At one time motorists belonged to the AA (Automobile Association) or the RAC (Royal Automobile Club) who would come to your aid when your vehicle ground to a halt at the side of the road.  People were very partisan and proud to belong to one or the other.  You would have a badge on your car to show which motoring organisation you belonged to.  The uniformed crews would even salute their members’ vehicles as you sped past. 
We were in the RAC and I proudly carried on this tradition recently; buying their European Breakdown Cover for my road trip to France.
Our destination was Provence, with its quaint towns, lavender fields, and spectacular scenery.   Well that’s the gist of the sales pitch I used on my wife.  There are also miles, (sorry, kilometres) of fabulous winding roads, cafe stops and mountain climbs for anyone who happens to have a bike smuggled under the back seat of their car.  The most famous is the Mont Ventoux climb, 1100m to the top, steeped in Tour de France tradition and a route I have always wanted to ride.
After the obligatory markets, churches, and general touristy stuff, enough ‘brownie points’ had been acquired so that I could ride Ventoux.

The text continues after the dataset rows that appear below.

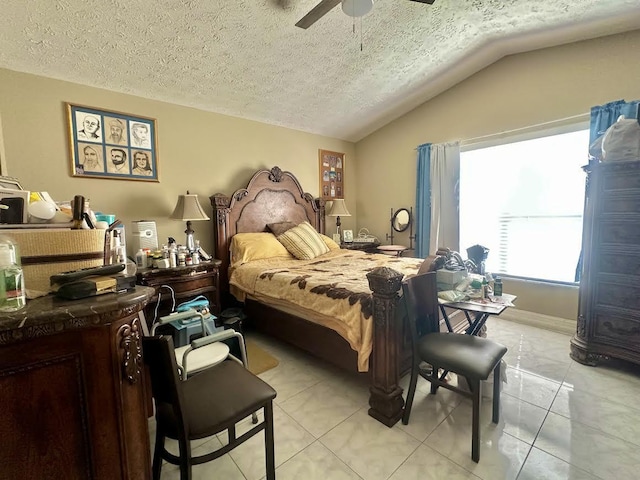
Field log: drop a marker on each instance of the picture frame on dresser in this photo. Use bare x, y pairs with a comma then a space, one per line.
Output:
111, 144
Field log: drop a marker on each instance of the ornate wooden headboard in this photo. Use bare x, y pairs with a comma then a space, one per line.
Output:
270, 196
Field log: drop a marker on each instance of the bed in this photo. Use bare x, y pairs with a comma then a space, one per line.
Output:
274, 196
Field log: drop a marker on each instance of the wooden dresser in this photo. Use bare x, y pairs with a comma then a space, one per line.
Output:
609, 300
72, 389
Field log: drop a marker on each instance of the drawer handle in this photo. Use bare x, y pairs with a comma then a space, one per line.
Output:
622, 331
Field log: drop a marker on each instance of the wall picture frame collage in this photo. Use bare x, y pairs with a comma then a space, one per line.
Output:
332, 165
114, 145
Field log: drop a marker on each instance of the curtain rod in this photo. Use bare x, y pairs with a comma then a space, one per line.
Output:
468, 141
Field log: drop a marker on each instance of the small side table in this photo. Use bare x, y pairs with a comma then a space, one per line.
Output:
187, 282
369, 247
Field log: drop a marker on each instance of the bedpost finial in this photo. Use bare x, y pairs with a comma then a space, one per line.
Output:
276, 174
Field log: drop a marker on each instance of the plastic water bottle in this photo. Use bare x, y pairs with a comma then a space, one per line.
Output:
12, 296
497, 287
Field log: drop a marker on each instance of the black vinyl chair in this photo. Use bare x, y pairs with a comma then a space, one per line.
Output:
468, 356
206, 403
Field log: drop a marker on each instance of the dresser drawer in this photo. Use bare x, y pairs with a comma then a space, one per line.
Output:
617, 293
617, 263
620, 204
616, 329
621, 233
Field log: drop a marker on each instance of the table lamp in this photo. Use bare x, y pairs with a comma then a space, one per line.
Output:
338, 209
189, 209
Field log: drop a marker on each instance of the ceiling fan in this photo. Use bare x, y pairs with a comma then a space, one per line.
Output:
353, 8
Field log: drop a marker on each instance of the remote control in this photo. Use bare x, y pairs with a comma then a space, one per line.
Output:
66, 277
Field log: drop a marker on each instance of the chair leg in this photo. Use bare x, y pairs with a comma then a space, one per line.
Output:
497, 378
475, 420
185, 459
268, 442
435, 371
410, 394
157, 455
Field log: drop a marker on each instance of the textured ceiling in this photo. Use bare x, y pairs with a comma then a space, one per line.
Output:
247, 59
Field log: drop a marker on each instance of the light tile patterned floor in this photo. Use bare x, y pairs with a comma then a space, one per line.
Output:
559, 420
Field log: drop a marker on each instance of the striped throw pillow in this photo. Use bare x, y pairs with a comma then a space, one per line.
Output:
303, 242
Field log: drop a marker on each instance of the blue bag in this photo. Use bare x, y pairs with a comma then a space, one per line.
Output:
185, 328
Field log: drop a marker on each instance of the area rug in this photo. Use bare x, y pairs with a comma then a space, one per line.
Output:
259, 360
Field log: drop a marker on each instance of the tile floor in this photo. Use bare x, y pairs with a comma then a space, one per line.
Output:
559, 420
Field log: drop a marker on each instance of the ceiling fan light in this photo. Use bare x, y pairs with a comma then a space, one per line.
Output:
357, 8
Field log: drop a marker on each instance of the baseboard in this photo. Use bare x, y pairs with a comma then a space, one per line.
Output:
547, 322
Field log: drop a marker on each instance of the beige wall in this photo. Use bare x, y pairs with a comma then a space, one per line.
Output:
202, 152
515, 92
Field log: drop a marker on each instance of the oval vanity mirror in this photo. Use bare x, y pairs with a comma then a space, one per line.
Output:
401, 220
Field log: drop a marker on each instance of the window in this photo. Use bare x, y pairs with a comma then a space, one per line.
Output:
524, 201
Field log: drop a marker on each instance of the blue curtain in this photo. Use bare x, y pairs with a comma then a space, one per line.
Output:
602, 117
423, 201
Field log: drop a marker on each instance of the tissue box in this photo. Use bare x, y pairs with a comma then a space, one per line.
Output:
448, 279
47, 251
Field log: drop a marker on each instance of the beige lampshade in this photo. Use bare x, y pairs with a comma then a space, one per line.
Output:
338, 209
188, 208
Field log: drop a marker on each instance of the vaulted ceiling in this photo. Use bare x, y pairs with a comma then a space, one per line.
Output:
246, 58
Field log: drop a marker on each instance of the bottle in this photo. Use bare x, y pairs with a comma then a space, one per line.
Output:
173, 255
497, 287
12, 295
141, 259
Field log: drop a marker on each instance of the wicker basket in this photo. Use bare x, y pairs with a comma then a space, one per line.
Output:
46, 252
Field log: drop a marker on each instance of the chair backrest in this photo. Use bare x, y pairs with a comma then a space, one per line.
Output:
420, 295
159, 355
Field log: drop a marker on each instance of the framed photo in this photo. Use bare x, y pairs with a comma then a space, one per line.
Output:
331, 174
116, 145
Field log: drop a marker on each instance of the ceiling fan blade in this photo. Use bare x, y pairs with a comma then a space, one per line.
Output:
317, 13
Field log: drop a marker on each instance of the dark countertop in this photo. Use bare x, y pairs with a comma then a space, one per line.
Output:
49, 315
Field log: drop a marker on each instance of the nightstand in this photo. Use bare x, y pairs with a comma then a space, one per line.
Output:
369, 247
187, 283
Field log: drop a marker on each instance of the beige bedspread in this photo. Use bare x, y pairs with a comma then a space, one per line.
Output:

We drove to the starting point, a beautiful town called Sault.  As we neared our destination however, my car dashboard lit up like a Christmas Tree.  We parked in the town square next to the travelling Circus (and zoo) to study the car handbook.

The decision was made to switch off, have lunch (this is France and no great decision is taken before lunch!) and then reboot the engine.  By then my car will have forgotten its problems and I would embark up the mountain.  All would be well.

But it wasn’t. By then, dressed in tight lycra cycle shorts, and a bright yellow jersey I may have easily been mistaken for one of the travelling Circus performers. I was now overtaken by the moment.  Severe disappointment loomed and I, overcome by a childish tantrum, wrenched a branch from a nearby Sycamore and proceeded to thrash my car with it, Basil Fawlty style.  All of this was being closely observed by two acrobats, a Circus ringmaster, llamas, a goat, a small pony and assorted poultry.

As I stopped to catch my breath I caught a glimpse of the startled crowd. It seems that even seasoned circus performers had never witnessed such an outrageous display.  My wife handed me a phone and the number for the RAC.

When Steve Rowe arrived at work that morning there is no way he could have envisaged that later that day he would be engaged in a meaningful conversation with a lycra-clad, overheated, frustrated cyclist customer who had just humiliated himself before an entire Circus (and Zoo).

Well done Steve.  He managed understand what was going on and most importantly me. He sorted tow trucks, garages, taxis and I even got to ride my bike back to our accommodation from the garage.  Every customer is unique; it’s just that some are more unique than others.  RAC I salute you.